Only once before in recorded history have mortgage rates been more volatile than they are right now. Want to guess when that was? Try November 2008, a mere two months after the fall of Lehman Brothers triggered the worst financial crisis since the Great Depression.
The following chart illustrates this point. It shows that the rate on a conventional 30-year fixed-rate mortgage has fluctuated an average of 6.38% in each of the past four weeks. And all together, rates have skyrocketed by nearly a third since the beginning of May.
What's causing the angst?
The source of the volatility is common knowledge at this point -- that is, the Federal Reserve. This past week, Fed Chairman Ben Bernanke testified once again to the effect that the central bank could begin moderating its support for the economy, which consists of monthly bond purchases, later this year if growth and employment pick up and inflation remains muted.
Now, to be clear, these are big "ifs." As Bernanke noted, "because our asset purchases depend on economic and financial developments, they are by no means on a preset course."
What's more interesting, in turn, is the impact that the rising rates have had on the mortgage and therefore housing industries. As I've discussed before, common sense seems to dictate that a rapid increase in rates would result in a precipitous decline in demand for new mortgages. But we've since come to find out that this hypothesis is only partially true.
On the one hand, the volume of applications to refinance existing mortgages has indeed gone over a cliff. According to data from the Mortgage Bankers Association, the figure has fallen by 55% over the past 10 weeks alone. And for the three months ended June 30, Wells Fargo (NYSE:WFC), the nation's largest mortgage originator by far, reported that the proportion of mortgage applications related to refinancing fell from 72% at the end of last year all the way down to 54% today.

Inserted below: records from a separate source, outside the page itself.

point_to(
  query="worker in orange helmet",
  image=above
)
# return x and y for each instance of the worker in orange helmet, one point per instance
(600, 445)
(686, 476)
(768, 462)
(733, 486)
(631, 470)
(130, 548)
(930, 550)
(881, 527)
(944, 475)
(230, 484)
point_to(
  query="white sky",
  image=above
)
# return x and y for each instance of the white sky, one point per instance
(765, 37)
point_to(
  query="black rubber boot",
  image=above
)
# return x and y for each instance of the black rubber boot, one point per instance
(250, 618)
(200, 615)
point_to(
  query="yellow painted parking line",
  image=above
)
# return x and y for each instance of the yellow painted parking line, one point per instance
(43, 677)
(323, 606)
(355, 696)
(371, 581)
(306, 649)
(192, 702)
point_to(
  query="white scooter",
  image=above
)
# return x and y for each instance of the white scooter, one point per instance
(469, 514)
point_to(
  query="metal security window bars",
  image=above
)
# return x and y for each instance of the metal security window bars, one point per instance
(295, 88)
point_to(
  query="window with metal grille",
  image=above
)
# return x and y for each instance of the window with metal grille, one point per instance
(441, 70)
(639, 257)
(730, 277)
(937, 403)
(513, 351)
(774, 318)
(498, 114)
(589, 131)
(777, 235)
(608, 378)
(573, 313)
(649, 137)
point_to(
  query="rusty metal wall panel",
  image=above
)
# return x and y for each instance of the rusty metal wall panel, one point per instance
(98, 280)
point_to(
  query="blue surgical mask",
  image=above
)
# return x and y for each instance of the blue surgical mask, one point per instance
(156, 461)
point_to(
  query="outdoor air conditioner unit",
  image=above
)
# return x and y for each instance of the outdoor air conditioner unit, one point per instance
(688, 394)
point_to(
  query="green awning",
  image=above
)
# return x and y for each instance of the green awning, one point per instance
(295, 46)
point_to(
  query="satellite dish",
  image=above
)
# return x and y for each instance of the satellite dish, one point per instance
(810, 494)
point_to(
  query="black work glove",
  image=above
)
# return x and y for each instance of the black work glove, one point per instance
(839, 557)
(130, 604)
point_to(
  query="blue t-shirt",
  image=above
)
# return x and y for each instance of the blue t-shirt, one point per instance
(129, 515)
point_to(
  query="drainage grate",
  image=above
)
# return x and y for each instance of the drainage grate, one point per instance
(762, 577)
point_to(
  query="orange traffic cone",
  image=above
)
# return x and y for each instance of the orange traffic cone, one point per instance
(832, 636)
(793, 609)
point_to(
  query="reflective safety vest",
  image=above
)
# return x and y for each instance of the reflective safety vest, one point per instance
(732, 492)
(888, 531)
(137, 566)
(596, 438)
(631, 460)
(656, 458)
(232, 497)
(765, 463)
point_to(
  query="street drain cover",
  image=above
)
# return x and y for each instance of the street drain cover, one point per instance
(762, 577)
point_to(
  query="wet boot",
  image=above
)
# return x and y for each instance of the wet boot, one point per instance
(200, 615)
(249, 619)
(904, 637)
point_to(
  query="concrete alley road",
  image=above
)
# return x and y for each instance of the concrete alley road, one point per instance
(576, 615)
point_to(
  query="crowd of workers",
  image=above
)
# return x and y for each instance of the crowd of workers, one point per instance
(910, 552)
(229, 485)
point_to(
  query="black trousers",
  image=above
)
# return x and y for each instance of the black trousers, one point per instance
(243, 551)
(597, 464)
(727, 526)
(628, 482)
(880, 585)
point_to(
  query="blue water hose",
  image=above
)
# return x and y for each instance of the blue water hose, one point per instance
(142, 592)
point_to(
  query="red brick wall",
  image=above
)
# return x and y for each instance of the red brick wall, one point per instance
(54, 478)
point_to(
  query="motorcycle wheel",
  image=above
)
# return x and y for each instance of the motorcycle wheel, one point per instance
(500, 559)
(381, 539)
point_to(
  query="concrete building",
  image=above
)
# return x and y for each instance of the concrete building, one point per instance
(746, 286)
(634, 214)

On the other hand, and here's where it gets interesting, we've seen little perceptible impact on purchase-money mortgage originations. If anything, in fact, the exact opposite has occurred, as purchase-money volume at both Wells Fargo and JPMorgan Chase (NYSE:JPM) picked up last quarter by 46% and 44%, respectively -- by means of context, JPMorgan is the nation's second largest mortgage originator.
Suffice it to say, this has been a huge relief to homebuilders, who have only recently begun to fully recover from the crisis. D.R. Horton (NYSE:DHI) and PulteGroup (NYSE:PHM), for instance, the nation's two largest homebuilders, recently reported year-over-year increases of 33% and 23%, respectively, in quarterly deliveries. It's no surprise, in turn, that shares of both companies have outperformed the S&P 500 (SNPINDEX:^GSPC) over the past five years.
Mortgage rates will head higher
The observation that higher mortgage rates aren't putting an undue damper on the demand for purchase-money mortgages, and thus housing, is very good news. This is because mortgage rates are bound to go even higher. It's inevitable.
If you ignore the distraction of surging rates for the moment, you can't help acknowledging that mortgages are still dirt cheap. The average interest rate on a 30-year fixed-rate mortgage since 1971 is 8.61%. At the end of last week, it was 4.37%, or roughly half the long-run average.
At this point, it's no longer a question if the Fed will reduce its support for the economy, but rather when it will do so. And when it does, given the mechanics of the bond market and the precise nature of the central bank's support over the past few months, mortgage rates will continue their ascent.
For you, the average Joe or Jane, the net result is simple: If you've been on the fence about buying a home, it's probably as good of a time as any to make up your mind.